I was on the patio this morning and practiced the following forms:
- Chen 19
- Chen 38
- Laojia Yilu
- Laojia Erlu
- Xinjia Yilu
- Chen Straight Sword
- Chen Broadsword
By the end of Xinjia Yilu, I was sweating like a pig (it's going to be in the low 80's today in beautiful Tampa and I'll sweat at the drop of a hat) and I was reminded of a tournament I attended a few years ago when I decided not to seek a trophy but to showcase Chen Tai Chi for the local crowd. I have a lot of trophies, so in recent years I've tried to perform Chen Tai Chi and Bagua just to publicize the arts before large crowds who don't realize the internal arts are, in fact, martial arts.
I warmed up in the already warm room, and did the Chen 38 for the judges and the audience, with a little extra fajing. This was a few years ago, before any of them had seen any Tai Chi performed at all in mixed martial arts tournaments, so as I expected, I didn't win a trophy. But I noticed one karate guy (who was usually quite full of himself) scored me very low. Afterwards, he came up to me and said, "I would have scored you higher but you were sweating. There's no sweating in Tai Chi."
Obviously, he's never been in a Chen class when you hold stances until you collapse. But that's the sort of thing you run into when you introduce this art in an external tournament scene.

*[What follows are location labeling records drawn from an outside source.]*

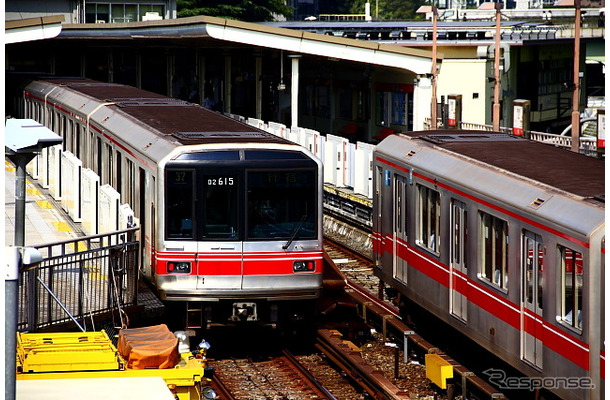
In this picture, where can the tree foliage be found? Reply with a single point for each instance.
(389, 9)
(244, 10)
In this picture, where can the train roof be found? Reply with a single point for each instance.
(176, 120)
(564, 170)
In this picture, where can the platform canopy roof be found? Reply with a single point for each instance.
(211, 28)
(25, 30)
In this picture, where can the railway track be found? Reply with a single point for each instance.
(273, 378)
(366, 290)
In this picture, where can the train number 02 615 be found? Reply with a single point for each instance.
(221, 181)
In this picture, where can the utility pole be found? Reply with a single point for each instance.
(496, 105)
(576, 94)
(433, 100)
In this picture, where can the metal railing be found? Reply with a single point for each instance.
(587, 145)
(78, 280)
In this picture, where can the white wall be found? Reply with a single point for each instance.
(467, 77)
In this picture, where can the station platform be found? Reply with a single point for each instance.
(47, 222)
(44, 221)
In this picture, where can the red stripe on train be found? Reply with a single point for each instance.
(479, 294)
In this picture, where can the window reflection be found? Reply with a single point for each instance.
(281, 204)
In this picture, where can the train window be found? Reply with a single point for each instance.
(119, 169)
(129, 182)
(429, 218)
(110, 165)
(282, 204)
(459, 218)
(533, 269)
(571, 286)
(179, 204)
(494, 250)
(220, 209)
(274, 155)
(210, 155)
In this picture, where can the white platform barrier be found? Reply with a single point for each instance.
(335, 160)
(363, 169)
(313, 141)
(43, 168)
(109, 200)
(89, 198)
(257, 123)
(33, 167)
(294, 134)
(277, 129)
(126, 217)
(54, 177)
(71, 185)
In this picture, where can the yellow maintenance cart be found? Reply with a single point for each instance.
(90, 363)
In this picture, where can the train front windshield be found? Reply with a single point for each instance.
(230, 203)
(281, 205)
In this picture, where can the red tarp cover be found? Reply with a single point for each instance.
(148, 347)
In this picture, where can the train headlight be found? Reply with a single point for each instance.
(178, 267)
(304, 266)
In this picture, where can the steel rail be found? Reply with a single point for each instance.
(390, 319)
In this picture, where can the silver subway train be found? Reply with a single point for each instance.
(503, 239)
(230, 216)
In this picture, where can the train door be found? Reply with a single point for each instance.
(531, 304)
(219, 245)
(458, 273)
(399, 252)
(377, 206)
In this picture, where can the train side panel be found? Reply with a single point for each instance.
(496, 256)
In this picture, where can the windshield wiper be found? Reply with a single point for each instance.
(296, 230)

It's worth it to go through that kind of thing. I began doing more Chen in the empty hand forms divisions, going up against karate, TKD and external kung fu competitors. Each year, judges began appreciating it more as a martial art, and each year I began placing higher in the judging.
I do Hsing-I when I'm after first place. :)
So I was chuckling a little to myself this morning while practicing, feeling the sweat drip down my chest. If you don't sweat when practicing Tai Chi, you're not working hard enough.